We have strayed a long way from the terminological controversy on the definition of the Soviet state. But our critics should not protest: only by basing ourselves on the necessary historical perspective can we formulate a correct judgement on such a question as the replacement of one social regime by another. Taken to its conclusion, the historical alternative appears thus: either the Stalinist regime is an awful setback in the process of the transformation of bourgeois society into a socialist society, or else the Stalinist regime is the first step towards a new society of exploitation. If the second forecast proved correct, then of course the bureaucracy would become a new exploiting class. However dire this second perspective may appear, should the world proletariat indeed prove itself unable to carry out the mission entrusted to it by the course of historical development, then we would be forced to recognise that the socialist programme, based on the internal contradictions of capitalist society, has finally turned out to be a Utopia. It goes without saying that we would need a new “minimum programme” to defend the interests of the slaves of the totalitarian bureaucratic society” (our emphasis).

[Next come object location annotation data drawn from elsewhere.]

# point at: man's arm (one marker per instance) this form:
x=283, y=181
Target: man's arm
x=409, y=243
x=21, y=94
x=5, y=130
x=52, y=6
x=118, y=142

If we leave aside the perspective he develops here, which reveals a discouragement, not to say a profound demoralisation where he seems to lose all confidence in the working class and its ability to assume historically its revolutionary perspective, it is clear that here Trotsky is beginning to call into question his positions on the “socialist” nature of the USSR and the “working of the USSR and the “working class” character of the bureaucracy.